Wednesday, September 1, 2010

Remembering Septembers

from the classic and hilarious NY Observer article --Why Have a Night Like This In times Like These?' by Frank DiGiacomo

Just weeks after the terrorist attacks of Sept. 11, 2001, the Friars Club warily proceeded with its planned roast of Hugh Hefner, which included a classic telling of ‘The Aristocrats’ joke. The result? As Frank DiGiacomo reported, the laughter humanized an inhuman time.

On Saturday, Sept. 29, Freddie Roman, the dean of New York’s Friars Club, stood before audience members in the Grand Ballroom of the New York Hilton and asked them to familiarize themselves with the fire exits.

Then, because he’d said that “these are very different times for us all,” he attempted to answer a question that people had been asking him. Mr. Roman’s Vulcanesque eyes and brows scanned the audience before him. The question sounded a little like something that would be asked at Passover. “Why have a night like this in times like these?”

Mr. Roman was referring to the Friars Roast, the club’s yearly ritual of profane humor and insult that was about to get underway with Playboy founder Hugh Hefner in the hot seat.

In the aftermath of the terrorist attack on New York, the Friars organization and Comedy Central, the cable network that, for the last three years, has taped and televised an expurgated version of the roast (this one will debut on Nov. 4), had, after some debate, decided to go ahead with the event. “It’s time we get back to normal, like Mayor Giuliani and President Bush have asked,” Mr. Roman said. “And for the Friars, this is normal. Telling dirty jokes, making fun of people. That’s what we do, and we’re proud to do it for you,” he said. “So you can get some laughter back in your life and into your hearts.”

While the crowd waited for the cameras to start rolling, Mr. Roman eased into the task at hand.

“A couple married 48 years. Wife takes sick and passes away. Funeral at the Riverside, 78th and Broadway,” Mr. Roman said. “After the service, the pallbearers pick up the coffin. As they’re leaving the building, the coffin hits the wall.” From inside the coffin, he said, the woman’s voice could be heard.

“They open the coffin—it’s a miracle,” he said. “She stays married for another two years. Gets sick, passes away again. After the service, the pallbearers lift the coffin. As they start to leave, the husband yells, ‘Watch out for the wall!’”

The laughter sounded grateful. Mr. Roman got the high sign to introduce Mr. Hefner. A small group of Playmates led the flesh magnate—who looked frighteningly robust and wrinkle-free for a man in his 70’s—to the big red swivel chair on the stage....

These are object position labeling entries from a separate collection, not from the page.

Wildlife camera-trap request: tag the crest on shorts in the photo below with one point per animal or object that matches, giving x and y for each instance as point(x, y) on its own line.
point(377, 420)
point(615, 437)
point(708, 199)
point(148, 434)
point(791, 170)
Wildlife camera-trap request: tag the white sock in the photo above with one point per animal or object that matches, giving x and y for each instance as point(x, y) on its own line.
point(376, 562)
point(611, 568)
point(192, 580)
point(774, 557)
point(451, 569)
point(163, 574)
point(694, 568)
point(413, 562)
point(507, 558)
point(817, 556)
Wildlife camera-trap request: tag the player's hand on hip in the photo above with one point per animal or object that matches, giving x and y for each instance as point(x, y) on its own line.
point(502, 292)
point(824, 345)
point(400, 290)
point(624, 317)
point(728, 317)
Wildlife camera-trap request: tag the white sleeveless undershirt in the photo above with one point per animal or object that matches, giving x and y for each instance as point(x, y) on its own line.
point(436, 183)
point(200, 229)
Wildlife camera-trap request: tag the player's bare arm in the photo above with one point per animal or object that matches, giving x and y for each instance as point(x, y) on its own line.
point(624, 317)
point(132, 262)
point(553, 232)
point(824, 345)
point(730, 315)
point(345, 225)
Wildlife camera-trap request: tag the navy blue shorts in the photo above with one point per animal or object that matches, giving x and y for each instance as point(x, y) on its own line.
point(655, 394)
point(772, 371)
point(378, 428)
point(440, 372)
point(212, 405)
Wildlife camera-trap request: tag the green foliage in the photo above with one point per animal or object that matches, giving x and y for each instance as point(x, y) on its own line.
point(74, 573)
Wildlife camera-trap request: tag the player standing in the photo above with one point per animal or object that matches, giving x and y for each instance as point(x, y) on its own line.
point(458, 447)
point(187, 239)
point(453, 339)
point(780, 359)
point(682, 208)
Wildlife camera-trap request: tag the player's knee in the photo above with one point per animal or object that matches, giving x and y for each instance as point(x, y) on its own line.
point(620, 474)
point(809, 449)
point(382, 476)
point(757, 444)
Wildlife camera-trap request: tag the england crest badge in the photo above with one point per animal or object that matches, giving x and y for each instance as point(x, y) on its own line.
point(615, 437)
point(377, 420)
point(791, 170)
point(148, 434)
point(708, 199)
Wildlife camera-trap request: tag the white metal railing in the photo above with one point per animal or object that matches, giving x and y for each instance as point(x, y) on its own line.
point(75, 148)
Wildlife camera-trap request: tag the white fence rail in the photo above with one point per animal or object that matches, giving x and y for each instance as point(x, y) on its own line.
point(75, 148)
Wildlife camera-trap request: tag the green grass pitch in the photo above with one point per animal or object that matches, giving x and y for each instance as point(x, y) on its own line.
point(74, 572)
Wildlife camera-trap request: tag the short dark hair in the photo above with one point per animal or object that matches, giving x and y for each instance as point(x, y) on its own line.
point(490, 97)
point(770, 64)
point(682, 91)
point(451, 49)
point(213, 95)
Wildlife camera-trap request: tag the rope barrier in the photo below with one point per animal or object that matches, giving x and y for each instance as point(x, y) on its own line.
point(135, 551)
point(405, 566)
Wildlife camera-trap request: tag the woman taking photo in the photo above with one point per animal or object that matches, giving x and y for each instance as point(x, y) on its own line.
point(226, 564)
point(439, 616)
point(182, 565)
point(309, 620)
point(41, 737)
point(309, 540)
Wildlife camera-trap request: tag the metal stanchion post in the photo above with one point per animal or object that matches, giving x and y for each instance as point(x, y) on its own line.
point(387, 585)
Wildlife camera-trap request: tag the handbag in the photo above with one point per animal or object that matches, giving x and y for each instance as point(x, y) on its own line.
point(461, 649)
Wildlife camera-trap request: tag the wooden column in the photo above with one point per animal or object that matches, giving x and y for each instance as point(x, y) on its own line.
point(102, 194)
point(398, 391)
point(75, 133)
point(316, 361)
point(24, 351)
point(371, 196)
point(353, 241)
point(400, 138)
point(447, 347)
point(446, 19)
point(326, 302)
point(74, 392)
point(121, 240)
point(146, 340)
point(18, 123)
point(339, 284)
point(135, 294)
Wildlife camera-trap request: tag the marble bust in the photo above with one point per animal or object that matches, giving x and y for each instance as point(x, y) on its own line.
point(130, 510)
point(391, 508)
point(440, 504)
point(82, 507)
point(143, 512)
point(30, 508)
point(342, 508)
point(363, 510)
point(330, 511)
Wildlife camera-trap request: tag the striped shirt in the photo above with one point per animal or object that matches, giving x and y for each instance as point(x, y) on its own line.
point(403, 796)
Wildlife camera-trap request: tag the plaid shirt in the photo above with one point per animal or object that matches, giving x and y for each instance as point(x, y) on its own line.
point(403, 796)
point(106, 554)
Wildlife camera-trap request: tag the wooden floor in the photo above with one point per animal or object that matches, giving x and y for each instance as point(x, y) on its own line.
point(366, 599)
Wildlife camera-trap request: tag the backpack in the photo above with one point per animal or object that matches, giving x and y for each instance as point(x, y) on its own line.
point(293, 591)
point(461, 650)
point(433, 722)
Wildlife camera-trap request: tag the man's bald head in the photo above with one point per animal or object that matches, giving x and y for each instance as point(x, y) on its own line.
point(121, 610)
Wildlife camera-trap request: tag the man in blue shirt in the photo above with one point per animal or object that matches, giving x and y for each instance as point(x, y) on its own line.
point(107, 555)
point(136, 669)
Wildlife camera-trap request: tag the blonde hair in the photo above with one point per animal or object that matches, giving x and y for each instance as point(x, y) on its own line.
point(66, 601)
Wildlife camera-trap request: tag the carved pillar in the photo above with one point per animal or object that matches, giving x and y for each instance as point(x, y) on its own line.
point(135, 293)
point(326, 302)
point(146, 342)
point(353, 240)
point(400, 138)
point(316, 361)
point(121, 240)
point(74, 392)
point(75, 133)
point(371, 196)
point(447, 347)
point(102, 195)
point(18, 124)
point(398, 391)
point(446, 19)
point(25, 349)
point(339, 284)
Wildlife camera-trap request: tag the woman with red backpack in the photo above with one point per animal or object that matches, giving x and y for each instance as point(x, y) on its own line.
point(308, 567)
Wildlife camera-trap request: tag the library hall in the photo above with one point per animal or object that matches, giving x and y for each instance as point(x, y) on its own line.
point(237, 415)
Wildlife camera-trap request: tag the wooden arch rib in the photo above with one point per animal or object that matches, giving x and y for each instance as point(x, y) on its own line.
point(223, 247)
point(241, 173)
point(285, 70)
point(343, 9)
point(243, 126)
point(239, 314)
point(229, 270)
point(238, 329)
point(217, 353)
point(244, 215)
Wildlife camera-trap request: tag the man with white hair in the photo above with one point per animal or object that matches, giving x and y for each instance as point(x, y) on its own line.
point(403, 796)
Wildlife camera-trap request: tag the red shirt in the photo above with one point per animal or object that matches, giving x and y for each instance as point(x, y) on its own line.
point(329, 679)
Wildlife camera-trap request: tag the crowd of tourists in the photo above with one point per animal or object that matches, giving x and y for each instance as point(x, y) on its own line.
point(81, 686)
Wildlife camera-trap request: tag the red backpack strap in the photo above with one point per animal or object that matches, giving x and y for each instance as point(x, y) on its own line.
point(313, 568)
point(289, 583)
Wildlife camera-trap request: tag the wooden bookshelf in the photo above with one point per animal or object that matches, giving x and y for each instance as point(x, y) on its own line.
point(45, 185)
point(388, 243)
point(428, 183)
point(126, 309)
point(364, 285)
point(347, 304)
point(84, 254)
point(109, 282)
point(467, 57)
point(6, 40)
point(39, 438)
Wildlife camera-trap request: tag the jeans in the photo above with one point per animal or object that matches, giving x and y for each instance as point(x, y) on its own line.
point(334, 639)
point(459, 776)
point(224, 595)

At the conclusion of the evening, Gilbert Gottfried took the stage -
The man in the gray tuxedo jacket looked out over the crowd. “I have a flight to California. I can’t get a direct flight,” Mr. Gottfried said. “They said they have to stop at the Empire State Building first.”

There was a silence. Then hissing and hooting flooded forward.

“Too soon,” a man could be heard saying in the back of the ballroom.

When the booing started, Mr. Gottfried responded: “Awwwwwww, what the f...k do you care?” Silence fell once more.

Mr. Gottfried had his answer. Up on the podium, he began making strange movements with his arms, as if he was working some sort of invisible machine that could take him back in time to the moment right before he had pushed too far. Seconds passed.

“O.K.,” he continued. His voice was not so loud.

“A talent agent is sitting in his office. A family walks in. A man, woman, two kids, their little dog, and the talent agent goes, ‘What kind of an act do you do?’”

..and there began his classic, insane, recitation of "The Aristocrats."